MassDOT Head Addresses Proposals for Long-Term MBTA Funding
Plans for a $0.01 tax on vehicle miles traveled and other proposed funding measures are "hypotheticals," but "everything has to be on the table," said MassDOT Secretary Richard Davey.
Richard Davey, secretary of the Massachusetts Department of Transportation, said that despite recent media reports, the state does not yet have specific proposals to help the MBTA climb out of its fiscal mess.
Speaking on the phone with Somerville Patch Tuesday, he said some proposals reported on by local media—including Somerville Patch—in the past two days were "hypotheticals," but he warned that the need to find more revenue for the MBTA is real, and as that discussion takes place, "everything has to be on the table."
A letter sent Monday to Davey by the Federal Transit Administration regarding the Green Line Extension's New Starts application for federal funding said the MBTA needs to make "[c]onsiderable progress on gaining commitment of new sources of funding."
The letter outlines some of the state's proposals for that funding. They include transferring $1.6 billion of MBTA debt to the state, implementing a $0.01 per mile statewide tax on vehicle miles traveled and allocating casino gaming revenues to the MBTA, among others.
Davey said those ideas were put forth in the state's application to join the New Starts program, but they were hypothetical ideas. MassDOT used the "everything and the kitchen sink approach" to show the federal government that Massachusetts has options, he said.
"What we proposed is some hypotheticals in how to get the T's fiscal [situation] in order," the transportation secretary said.
"Bottom line is we really need to move from hypothetical to reality over the next 12 to 18 months," he added.
The MBTA faced a $161 million budget deficit this year, forcing it to raise fares, make service changes and seek aid from the state—a process that is still ongoing.
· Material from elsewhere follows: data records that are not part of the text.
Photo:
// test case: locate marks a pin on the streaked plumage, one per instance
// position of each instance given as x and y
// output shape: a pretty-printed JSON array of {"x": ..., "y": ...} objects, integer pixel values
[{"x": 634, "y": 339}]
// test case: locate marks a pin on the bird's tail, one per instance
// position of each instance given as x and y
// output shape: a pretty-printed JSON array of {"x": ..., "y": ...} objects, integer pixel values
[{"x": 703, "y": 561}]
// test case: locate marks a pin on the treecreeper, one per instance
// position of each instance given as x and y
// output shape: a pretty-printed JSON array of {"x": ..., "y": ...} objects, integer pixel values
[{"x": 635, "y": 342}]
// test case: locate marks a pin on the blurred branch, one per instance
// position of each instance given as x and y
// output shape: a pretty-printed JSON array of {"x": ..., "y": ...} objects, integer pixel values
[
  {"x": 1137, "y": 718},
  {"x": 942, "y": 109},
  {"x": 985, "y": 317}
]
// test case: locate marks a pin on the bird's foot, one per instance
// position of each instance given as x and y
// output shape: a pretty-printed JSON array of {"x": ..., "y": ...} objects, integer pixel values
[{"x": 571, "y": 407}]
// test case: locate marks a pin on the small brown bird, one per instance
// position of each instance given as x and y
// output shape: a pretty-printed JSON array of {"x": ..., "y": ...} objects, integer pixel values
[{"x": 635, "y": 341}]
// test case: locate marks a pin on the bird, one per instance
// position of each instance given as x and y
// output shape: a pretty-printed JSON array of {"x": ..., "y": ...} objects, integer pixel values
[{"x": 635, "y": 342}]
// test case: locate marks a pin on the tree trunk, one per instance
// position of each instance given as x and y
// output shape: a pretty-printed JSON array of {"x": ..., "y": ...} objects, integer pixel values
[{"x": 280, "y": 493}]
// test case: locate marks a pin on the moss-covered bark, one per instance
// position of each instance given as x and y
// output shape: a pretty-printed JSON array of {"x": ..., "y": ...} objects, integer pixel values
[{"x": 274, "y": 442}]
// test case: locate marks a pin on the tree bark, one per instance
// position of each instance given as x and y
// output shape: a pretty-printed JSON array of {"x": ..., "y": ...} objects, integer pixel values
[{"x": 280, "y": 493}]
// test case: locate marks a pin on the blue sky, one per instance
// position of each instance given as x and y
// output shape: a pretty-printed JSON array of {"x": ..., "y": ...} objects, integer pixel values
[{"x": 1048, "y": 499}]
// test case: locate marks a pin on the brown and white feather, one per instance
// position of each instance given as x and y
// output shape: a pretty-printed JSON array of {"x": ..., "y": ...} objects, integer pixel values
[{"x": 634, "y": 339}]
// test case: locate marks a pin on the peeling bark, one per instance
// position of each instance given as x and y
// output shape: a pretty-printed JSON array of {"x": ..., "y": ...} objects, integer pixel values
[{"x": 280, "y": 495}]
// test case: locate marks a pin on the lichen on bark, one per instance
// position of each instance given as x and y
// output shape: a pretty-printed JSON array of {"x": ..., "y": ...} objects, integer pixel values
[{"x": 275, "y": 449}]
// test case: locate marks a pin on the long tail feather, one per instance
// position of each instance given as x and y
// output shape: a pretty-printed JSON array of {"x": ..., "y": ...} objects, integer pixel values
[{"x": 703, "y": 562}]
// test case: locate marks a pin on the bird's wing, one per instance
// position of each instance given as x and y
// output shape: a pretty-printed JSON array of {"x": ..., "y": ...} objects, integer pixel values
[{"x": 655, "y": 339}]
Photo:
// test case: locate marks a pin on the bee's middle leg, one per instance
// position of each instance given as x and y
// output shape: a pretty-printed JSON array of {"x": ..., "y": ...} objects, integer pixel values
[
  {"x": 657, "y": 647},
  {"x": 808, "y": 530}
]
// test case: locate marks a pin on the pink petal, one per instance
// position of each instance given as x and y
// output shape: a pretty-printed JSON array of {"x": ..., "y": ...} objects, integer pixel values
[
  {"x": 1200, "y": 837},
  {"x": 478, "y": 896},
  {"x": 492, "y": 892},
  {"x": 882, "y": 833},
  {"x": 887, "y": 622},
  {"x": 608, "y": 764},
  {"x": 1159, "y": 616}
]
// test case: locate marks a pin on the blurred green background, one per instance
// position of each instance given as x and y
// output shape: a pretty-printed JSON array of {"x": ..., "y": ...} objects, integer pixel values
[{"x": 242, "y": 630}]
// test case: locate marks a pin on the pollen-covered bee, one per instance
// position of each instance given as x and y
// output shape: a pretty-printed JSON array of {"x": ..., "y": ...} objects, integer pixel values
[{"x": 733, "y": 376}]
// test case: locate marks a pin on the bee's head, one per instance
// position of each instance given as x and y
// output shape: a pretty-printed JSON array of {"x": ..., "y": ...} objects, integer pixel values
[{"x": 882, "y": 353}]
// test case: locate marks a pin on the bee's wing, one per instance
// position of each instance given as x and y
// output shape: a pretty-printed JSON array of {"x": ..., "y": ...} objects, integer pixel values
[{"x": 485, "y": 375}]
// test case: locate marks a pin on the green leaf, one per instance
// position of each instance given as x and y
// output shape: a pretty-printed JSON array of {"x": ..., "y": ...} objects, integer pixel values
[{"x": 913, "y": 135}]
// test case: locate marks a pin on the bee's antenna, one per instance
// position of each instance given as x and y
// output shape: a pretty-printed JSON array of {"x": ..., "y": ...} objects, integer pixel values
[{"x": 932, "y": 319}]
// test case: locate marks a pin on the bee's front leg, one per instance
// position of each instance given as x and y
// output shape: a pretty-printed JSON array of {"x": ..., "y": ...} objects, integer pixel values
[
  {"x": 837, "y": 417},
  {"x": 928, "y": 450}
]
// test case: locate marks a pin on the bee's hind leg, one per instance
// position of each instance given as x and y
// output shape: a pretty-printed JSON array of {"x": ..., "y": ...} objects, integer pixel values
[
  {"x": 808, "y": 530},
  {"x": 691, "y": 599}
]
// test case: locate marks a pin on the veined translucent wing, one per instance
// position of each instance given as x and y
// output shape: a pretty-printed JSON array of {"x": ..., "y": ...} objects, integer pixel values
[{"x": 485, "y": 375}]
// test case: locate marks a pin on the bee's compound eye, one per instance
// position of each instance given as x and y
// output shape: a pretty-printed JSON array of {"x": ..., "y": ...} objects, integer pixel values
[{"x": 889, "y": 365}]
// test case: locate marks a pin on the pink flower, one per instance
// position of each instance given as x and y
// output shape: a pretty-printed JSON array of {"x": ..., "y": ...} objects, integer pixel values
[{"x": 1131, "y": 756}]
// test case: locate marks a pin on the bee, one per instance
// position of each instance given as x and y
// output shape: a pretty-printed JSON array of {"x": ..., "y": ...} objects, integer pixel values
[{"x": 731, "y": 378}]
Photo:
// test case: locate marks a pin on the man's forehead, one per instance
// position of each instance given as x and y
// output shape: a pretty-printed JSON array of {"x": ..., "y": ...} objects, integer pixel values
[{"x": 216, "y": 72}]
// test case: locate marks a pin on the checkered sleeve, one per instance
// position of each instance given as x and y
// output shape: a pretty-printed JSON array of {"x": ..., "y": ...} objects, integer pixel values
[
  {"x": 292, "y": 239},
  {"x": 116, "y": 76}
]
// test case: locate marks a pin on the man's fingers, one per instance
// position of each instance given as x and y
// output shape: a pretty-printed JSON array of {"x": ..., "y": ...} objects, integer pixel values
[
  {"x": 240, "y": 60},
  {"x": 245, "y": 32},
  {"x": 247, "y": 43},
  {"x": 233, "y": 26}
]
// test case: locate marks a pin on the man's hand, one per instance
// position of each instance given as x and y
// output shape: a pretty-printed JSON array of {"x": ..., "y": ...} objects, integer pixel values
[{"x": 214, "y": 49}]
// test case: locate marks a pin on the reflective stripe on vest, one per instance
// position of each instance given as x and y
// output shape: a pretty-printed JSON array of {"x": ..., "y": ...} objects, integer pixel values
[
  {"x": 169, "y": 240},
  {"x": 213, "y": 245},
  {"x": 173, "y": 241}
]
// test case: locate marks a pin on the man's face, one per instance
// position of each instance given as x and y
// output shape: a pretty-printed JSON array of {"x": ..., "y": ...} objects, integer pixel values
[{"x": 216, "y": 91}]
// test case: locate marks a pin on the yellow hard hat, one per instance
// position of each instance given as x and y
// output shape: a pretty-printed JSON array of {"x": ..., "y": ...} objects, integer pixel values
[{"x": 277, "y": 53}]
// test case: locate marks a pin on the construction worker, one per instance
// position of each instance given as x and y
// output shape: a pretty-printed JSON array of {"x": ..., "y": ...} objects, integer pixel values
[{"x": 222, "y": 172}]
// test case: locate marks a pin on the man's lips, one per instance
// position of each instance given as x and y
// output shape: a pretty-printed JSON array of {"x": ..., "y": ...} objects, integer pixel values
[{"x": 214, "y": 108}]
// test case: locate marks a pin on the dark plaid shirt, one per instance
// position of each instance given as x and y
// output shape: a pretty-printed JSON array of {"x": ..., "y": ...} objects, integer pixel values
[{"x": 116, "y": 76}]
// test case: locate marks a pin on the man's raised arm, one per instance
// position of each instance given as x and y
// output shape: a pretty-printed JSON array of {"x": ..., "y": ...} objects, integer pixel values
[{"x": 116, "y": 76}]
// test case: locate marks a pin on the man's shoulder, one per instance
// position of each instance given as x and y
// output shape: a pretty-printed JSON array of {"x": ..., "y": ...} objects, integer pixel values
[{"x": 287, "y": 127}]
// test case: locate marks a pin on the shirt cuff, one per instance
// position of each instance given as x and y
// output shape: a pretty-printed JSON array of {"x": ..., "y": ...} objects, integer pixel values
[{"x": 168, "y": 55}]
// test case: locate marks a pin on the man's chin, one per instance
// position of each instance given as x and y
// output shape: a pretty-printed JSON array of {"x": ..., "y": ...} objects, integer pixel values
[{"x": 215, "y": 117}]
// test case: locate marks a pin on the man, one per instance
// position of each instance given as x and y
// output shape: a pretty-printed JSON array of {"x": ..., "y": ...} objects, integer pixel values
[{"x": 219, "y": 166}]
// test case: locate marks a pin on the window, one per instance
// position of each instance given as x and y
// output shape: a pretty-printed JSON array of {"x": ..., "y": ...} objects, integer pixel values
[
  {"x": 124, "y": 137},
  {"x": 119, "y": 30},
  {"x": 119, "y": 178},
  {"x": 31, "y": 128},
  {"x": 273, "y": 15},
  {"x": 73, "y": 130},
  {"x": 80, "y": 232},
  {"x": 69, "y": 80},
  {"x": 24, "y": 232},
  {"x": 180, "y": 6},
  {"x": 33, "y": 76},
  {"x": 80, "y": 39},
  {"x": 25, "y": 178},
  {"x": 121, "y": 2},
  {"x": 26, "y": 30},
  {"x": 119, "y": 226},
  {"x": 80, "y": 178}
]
The T faces another $100 million budget deficit next year, Davey said at a transportation rally Monday.
What's more, "The T is really the tip of the iceberg," he said.
"At this point, just about every observer of transportation policy is acknowledging the problem exists," Davey said.
He added that "people are really starting to pay attention to this" and there's been a "tremendous groundswell of concern and focus."
"Ultimately, it's about jobs and economic development," he said.